Today the U.S. Court of Appeals for the Federal Circuit (CAFC) issued its highly anticipated opinion in the Myriad Genetics case. The court reaffirmed its ruling last year that isolated human genes are eligible for patent protection, a victory for biotechnology companies and their investors.
In a 2 to 1 split decision, the court held that Myriad’s genetic screening patents, directed to two genes known as BRCA1 and BRCA2 that can indicate whether a woman has an increased risk of developing breast or ovarian cancer, constitute patentable subject matter under Section 101 of the U.S. Patent Code. The CAFC reversed the lower district court’s decision in two key respects: the composition claims at issue covering isolated DNAs, and the method claim for screening potential cancer therapeutics via in vitrochanges, are eligible for patent protection. The CAFC also affirmed in part the district court’s decision in that the method claims directed to comparing or analyzing gene sequences are not subject matter eligible.

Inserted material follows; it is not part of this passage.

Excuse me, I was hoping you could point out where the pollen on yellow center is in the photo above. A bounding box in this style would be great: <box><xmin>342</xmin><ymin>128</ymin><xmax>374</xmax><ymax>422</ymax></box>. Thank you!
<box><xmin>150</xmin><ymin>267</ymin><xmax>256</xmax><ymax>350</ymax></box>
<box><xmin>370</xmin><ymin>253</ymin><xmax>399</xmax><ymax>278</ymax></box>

The same three member panel of the CAFC had decided this case last year, largely on the same grounds. The decision was appealed to the U.S. Supreme Court, which granted certiorari but remanded the case to the CAFC in light of another case it had just decided on patentable subject matter – Mayo v. Prometheus (see MedTech Brief of March 20, 2012). In today’s opinion, the CAFC distinguished the Myriad case from Mayo by noting that the Prometheus patent claims at issue in Mayo were method claims, and should not have an impact on the patent eligibility of the DNA composition of matter claims at issue in Myriad. Judge Lourie stated that “permitting patents on isolated genes does not preempt a law of nature,” and that the process of extracting and isolating a gene from the human body makes the gene chemically distinct from the DNA that exists naturally.
The Association for Molecular Pathology, the main plaintiff-appellee in this case who want to make their own screening tests available to patients, may request that the case be reheard en banc by all twelve judges on the CAFC, and/or again appeal the decision to the U.S. Supreme Court.